1981 Canada GP: Jacques Laffite’s masterclass in the rain!

On 27th September 1981, 40 years ago, Jacques Laffite at the wheel of the Ligier JS17 won the Canadian Grand Prix after an inspired drive. It was the brand-new Talbot-Ligier-Matra team's second victory after the Austrian GP in August and it opened up the perspective of a possible F1 world championship title. In qualifying things didn't look very promising. The weather was dry and the cars shod with Goodyear tyres seemed to have the upper hand. The no. 26 Ligier JS17 on Michelin rubber could do no better than tenth fastest. But race day would be a very different story!

On Sunday morning, Montréal was hit by a succession of rain storms and the start was given on a soaking wet track. By lap 5 Laffite in his JS17 had fought his way up to fourth and he went on to take the lead 13th time round. The French driver was at his brilliant best and never relinquished first place. He came home to victory followed by John Watson in his Ford Cosworth-engined McLaren leaving local lad Gilles Villeneuve in his Ferrari trailing in his wake.

Jacques recalls: “I won in Canada in the rain because I had Michelin tyres, the Matra engine, which had much less horsepower and torque at low revs that the Ford or the turbos of the time, and a very good car. I had just the right compromise. All the leading places were filled by Michelin-shod cars.”

Add to this winning trio, a brilliant driver who never put a foot wrong during two hours on a bumpy, flooded track! Laffite settled scores for once and for all with those who said he was ill at ease in the rain. “I'd been dragging that reputation around with me since 1975,” he says with a smile. “I was driving for Frank Williams and in the Austrian Grand Prix we were racing in a real deluge. Against Frank's orders I decided to stop on lap 21 when I was in fourteenth place. It was sheer madness to take such useless risks. Frank Williams ended up agreeing that I was right, but it cost me my seat with Tyrrell who broke the contract that I'd just signed for the following year. Ken said: I'm not taking on a driver who gives up in the rain.' So I went to Ligier. Destiny!” That day on the Ile Notre-Dame Laffite took his revenge and scored his sixth Grand Prix victory.

But the dream of “Les Bleus” and their favourite driver was not to be fulfilled in 1981. The reason was down to the fact that the French constructor respected the law to the letter at the start of the season. Unlike a number of teams, in particular those who didn't benefit from the power of a turbo engine, Gérard Ducarouge and Michel Beaujon designed a new JS17 for the modified V12 Matra engine in full compliance with the regulations, which imposed solid skirts and a 6 cm ground clearance measured when the car was stationary. After four grands prix without results, Guy Ligier decided to give the green light. The engineers could “interpret” the regulations in their own way by adopting Citroën hydropneumatic suspension. When stationary the car respected the 6 cm rule, but out on the track it glued itself to the tarmac thanks to the play in the suspension.
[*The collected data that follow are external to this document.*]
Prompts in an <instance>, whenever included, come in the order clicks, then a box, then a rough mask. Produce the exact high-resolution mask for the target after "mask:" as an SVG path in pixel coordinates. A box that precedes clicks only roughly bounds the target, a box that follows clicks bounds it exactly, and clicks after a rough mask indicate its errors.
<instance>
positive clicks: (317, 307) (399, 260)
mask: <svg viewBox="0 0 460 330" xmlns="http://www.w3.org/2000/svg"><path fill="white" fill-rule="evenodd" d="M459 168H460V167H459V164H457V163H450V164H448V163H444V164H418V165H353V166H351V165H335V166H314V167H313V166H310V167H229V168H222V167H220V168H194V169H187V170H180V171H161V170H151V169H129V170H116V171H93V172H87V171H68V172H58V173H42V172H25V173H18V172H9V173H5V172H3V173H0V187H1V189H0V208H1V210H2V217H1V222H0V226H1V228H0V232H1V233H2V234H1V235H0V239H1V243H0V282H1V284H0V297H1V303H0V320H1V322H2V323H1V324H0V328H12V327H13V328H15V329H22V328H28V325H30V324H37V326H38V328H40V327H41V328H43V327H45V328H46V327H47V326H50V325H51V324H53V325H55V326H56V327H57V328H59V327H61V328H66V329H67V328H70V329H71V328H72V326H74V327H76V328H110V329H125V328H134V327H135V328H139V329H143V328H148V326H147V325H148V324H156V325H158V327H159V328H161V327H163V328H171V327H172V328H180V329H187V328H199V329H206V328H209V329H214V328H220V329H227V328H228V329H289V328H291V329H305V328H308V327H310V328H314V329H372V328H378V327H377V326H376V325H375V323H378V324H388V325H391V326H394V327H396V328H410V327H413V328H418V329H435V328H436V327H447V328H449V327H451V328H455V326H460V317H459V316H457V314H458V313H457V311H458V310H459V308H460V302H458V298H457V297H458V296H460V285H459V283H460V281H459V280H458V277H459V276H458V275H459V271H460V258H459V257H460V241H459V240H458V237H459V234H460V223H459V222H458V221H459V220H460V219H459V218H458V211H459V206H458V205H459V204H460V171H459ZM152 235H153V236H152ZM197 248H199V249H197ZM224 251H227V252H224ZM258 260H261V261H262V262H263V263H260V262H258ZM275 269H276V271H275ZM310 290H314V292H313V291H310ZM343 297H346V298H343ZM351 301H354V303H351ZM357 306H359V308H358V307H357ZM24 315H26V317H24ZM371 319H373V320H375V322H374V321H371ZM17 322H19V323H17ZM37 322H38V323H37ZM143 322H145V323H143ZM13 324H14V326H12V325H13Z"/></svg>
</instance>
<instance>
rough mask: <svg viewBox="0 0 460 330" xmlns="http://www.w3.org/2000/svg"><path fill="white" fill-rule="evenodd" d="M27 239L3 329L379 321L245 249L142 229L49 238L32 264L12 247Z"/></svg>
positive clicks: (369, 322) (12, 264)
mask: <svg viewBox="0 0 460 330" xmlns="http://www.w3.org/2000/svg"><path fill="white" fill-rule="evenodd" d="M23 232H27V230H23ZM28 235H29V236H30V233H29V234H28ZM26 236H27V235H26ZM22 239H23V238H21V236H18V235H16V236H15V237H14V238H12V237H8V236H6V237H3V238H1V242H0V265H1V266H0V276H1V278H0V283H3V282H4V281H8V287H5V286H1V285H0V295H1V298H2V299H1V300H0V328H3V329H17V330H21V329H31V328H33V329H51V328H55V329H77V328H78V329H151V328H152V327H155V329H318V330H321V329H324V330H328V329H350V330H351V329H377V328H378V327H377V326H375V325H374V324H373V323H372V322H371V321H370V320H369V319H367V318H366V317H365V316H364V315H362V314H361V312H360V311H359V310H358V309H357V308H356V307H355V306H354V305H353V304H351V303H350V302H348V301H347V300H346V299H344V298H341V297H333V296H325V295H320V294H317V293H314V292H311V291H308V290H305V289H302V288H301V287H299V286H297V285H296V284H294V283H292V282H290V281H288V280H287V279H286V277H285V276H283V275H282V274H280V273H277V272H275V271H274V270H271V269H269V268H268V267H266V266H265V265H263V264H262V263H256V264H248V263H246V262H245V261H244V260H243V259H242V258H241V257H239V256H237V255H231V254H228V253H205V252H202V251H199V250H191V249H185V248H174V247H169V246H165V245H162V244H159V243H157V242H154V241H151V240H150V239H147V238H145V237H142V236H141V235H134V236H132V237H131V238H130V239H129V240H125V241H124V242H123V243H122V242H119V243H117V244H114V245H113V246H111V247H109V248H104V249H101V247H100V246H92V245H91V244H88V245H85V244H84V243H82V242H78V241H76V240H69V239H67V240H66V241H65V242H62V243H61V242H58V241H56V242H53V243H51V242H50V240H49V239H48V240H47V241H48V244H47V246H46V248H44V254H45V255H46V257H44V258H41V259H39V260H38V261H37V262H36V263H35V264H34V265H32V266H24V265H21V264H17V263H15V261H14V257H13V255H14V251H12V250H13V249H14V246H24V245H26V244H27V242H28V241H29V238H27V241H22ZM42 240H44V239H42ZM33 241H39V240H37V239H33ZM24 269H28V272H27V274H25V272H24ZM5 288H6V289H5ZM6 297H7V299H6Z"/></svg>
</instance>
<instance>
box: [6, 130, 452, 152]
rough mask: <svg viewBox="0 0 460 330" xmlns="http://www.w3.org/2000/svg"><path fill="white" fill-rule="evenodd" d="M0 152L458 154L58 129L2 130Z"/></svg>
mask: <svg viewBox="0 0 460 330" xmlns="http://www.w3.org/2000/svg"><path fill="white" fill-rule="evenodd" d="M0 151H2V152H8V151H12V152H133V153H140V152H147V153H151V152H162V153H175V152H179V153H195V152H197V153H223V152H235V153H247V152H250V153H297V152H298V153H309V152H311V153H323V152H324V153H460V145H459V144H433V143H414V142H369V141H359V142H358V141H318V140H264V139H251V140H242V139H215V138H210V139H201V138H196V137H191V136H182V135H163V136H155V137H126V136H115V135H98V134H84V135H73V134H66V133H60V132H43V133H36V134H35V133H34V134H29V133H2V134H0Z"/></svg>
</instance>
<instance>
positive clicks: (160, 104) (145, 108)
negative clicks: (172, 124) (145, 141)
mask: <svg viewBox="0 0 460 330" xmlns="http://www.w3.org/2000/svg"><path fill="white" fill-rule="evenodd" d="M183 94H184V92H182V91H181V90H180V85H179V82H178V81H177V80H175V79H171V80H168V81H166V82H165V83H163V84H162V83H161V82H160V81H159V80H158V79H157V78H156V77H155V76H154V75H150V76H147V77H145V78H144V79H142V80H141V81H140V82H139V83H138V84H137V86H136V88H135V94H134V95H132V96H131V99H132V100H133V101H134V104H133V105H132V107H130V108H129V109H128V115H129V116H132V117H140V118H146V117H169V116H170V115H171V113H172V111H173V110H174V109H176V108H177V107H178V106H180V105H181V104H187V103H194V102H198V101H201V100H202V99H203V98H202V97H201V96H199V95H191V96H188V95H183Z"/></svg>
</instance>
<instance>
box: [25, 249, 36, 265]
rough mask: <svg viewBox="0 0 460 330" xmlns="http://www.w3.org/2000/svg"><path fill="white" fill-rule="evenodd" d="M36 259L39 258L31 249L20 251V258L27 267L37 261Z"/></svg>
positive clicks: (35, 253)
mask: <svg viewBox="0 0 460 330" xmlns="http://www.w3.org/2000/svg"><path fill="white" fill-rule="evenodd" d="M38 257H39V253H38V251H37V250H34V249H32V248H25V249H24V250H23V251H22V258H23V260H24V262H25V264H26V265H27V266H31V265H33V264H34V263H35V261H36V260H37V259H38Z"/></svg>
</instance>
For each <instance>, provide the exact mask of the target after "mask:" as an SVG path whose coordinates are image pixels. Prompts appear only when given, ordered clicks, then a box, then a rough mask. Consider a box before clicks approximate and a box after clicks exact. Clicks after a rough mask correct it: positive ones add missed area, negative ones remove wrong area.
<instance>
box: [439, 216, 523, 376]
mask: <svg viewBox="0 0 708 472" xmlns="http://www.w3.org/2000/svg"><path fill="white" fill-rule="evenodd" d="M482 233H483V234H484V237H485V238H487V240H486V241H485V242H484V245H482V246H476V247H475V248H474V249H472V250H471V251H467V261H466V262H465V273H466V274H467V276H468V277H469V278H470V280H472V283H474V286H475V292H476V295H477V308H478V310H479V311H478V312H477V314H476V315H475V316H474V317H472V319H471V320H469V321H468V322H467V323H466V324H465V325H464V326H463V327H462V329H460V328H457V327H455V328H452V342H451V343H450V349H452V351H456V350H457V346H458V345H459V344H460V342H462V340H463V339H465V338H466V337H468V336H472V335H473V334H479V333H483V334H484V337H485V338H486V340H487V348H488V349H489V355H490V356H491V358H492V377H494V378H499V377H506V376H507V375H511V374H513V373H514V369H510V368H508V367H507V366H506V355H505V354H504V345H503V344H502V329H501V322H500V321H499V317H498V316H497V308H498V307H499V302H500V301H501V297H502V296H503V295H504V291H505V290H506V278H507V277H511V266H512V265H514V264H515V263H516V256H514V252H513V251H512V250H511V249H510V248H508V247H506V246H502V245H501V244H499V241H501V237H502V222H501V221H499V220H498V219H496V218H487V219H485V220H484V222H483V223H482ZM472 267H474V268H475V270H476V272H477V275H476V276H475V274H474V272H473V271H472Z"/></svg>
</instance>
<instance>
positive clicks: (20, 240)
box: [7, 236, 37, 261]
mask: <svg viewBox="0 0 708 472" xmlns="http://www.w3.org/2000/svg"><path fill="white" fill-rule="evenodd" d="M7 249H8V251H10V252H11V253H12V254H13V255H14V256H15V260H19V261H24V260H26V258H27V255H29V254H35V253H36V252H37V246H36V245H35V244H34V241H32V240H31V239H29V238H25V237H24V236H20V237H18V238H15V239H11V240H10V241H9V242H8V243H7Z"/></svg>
It paid off immediately: first podium in the fifth grand prix at Zolder for Laffite and the fledgling Talbot-Ligier-Matra team. Unfortunately, this decision was taken a bit too late. Despite two victories and several podium finishes in the second part of the season, Ligier was never able to make up the ground lost early on. A few weeks later, the 1981 season, the first of the association between the three French makes, ended on the Las Vegas circuit with fourth place for the team in the F1 Constructors' Championship.